丸山真男『「文明論之概略」を読む』を読む 2010/02/13

maruyama


既にいつごろ手に入れた本なのか、すっかり忘れている丸山真男(政治学)の『「文明論之概略」を読む』(岩波新書黄版 1986年第一刷)を読み始めた。本書は上中下巻の3冊組で、手元にあるのはそのうちの上巻のみ。きっと古本屋で手に入れて3冊揃ってから読み始めようと思って積ん読になったに違いない(しかも手元には上巻のみ2冊ある)。こういう本を自分の蔵書の山から見つけ出すのはかなり快感である。
「おう、こんな本が(我が家に)あったのか。きょう、この機会に巡り会えてなんてウンがいいんだろう」。

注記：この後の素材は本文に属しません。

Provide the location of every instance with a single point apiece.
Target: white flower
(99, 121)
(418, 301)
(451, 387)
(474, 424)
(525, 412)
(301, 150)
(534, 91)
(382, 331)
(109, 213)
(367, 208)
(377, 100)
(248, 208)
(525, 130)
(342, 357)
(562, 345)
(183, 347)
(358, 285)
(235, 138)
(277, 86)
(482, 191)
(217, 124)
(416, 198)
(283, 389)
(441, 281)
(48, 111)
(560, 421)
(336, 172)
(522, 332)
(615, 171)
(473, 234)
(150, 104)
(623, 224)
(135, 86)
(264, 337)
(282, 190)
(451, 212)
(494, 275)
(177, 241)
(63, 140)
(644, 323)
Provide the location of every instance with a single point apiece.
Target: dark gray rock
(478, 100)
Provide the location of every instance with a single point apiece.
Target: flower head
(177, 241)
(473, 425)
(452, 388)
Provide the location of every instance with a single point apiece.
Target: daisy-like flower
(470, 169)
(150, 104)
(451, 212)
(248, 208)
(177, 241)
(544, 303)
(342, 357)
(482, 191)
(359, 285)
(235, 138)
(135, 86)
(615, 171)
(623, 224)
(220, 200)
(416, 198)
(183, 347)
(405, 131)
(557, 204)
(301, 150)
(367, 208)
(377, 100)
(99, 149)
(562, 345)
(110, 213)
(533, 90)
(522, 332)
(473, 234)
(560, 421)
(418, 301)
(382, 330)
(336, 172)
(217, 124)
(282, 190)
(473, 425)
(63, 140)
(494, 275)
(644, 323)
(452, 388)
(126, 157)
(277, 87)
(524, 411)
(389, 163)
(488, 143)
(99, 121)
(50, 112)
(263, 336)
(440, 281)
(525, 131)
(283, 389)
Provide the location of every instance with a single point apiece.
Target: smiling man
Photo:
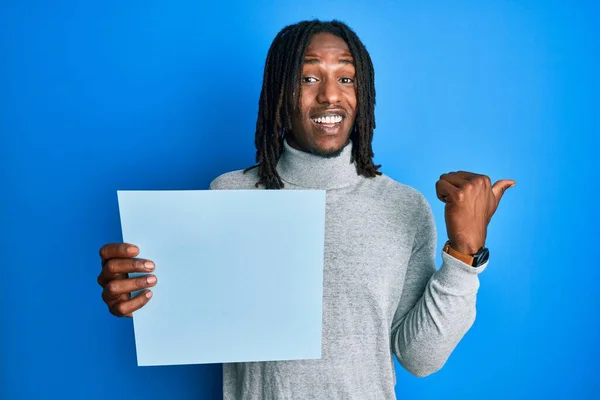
(383, 295)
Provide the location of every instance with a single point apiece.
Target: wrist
(465, 248)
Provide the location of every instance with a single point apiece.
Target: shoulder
(235, 180)
(397, 192)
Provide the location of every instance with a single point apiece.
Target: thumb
(500, 187)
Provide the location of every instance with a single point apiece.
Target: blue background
(100, 96)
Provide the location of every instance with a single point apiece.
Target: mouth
(328, 122)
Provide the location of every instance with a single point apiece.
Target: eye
(308, 79)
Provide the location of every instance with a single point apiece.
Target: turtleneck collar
(311, 171)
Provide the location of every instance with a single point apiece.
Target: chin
(330, 151)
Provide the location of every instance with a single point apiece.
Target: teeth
(330, 119)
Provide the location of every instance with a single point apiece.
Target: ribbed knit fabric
(382, 294)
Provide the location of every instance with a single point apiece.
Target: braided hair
(281, 82)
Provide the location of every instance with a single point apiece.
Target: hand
(471, 201)
(117, 262)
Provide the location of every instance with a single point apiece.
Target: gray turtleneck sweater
(382, 294)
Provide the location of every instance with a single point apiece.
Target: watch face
(481, 257)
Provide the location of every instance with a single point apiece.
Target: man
(382, 293)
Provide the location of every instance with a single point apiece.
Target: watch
(474, 260)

そういうことが自分の狭い書斎でも度々ある(単なる健忘症の言い訳に過ぎない)。まさに手に入れておいてくれた過去の自分と握手したい一瞬である。
本書は『福沢惚れ』(福沢諭吉に惚れている、の意)を自称する丸山が、福沢の『文明論之概略』をテキストに開いた読書会の模様を書き下ろしたものだ。
その序「古典からどう学ぶか」はこんなふうに始まる(P1)。
「料理・育児からセックスにいたるまで世のすべてこれハウ・ツゥの時代に、古典の読み方と学び方について弁ずるのは、何とも気が重い話です。ハウ・ツゥという問いがそもそも怪しからぬからではありません。私たちの生き方を問題にすることは、ある意味ではみなハウ・ツゥに帰着します。困るとすれば、それは現在におけるハウ・ツゥという学習の仕方------あえてややこしい表現を使えれば、ハウ・ツゥのハウ・ツゥにあるのだと思います」とメタ概念を提示する。

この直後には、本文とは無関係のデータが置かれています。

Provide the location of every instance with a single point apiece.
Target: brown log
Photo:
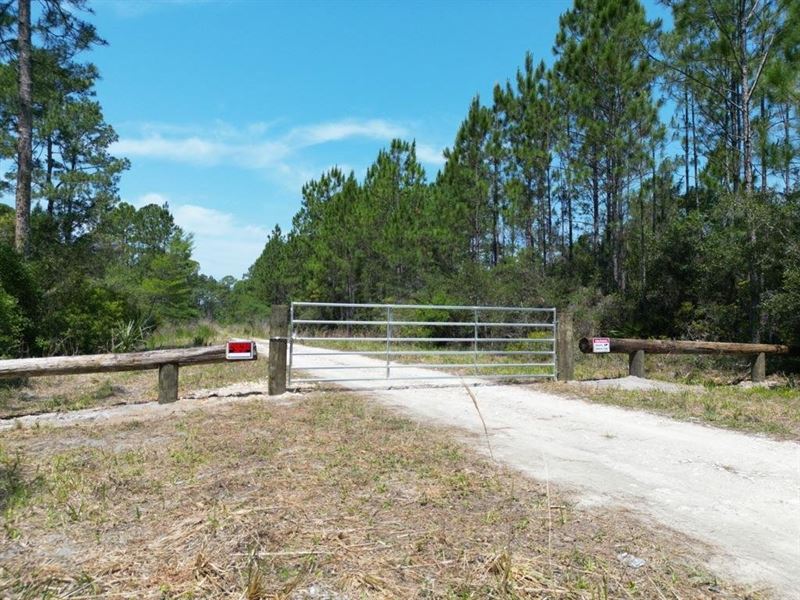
(628, 346)
(106, 363)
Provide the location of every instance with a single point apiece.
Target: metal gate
(491, 342)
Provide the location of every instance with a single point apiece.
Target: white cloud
(251, 147)
(222, 244)
(151, 198)
(374, 129)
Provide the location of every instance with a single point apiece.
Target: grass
(331, 496)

だれもが知っている福沢の『学問のすゝめ』にはいささか誤解を招く部分がないわけでもないが(特に「学問とは難しい字を知り・・・」の有名な下り)、だが丸山が本書で指摘するように「思想的古典に直接向き合って、そこから学ぶためにまず大事なのは、先入観をできるだけ排除して虚心担懐に臨む、ということです。(中略)先入観というのは裁判でいう「予断」に当たります。つまり当該の思想家なり著書なりにたいしてあらかじめ抱いているイメージであり、そのイメージと離れがたく結びついた期待感や嫌悪感です。とくに現代に不批判な古典の場合には、その不批判の背景にある流通観念が先入観として私たちを支配しがちです」(『「文明論之概略」を読む』P13)。
なるほど、「虚心担懐に臨む」「期待感や嫌悪感」「不批判の背景にある流通観念」である。

さっそく、続きが読んでみたくなって中・下を注文した。ムチウチで動けないときには読書にかぎる(「無知討ち」には読書が有効)。
こういった小さな名著に出会うと、ぜったいに(たぶん)無理だけれど、短い人生、もう古典だけ読んでいればあとはいいかなあ、という気持ちになってくるものだ。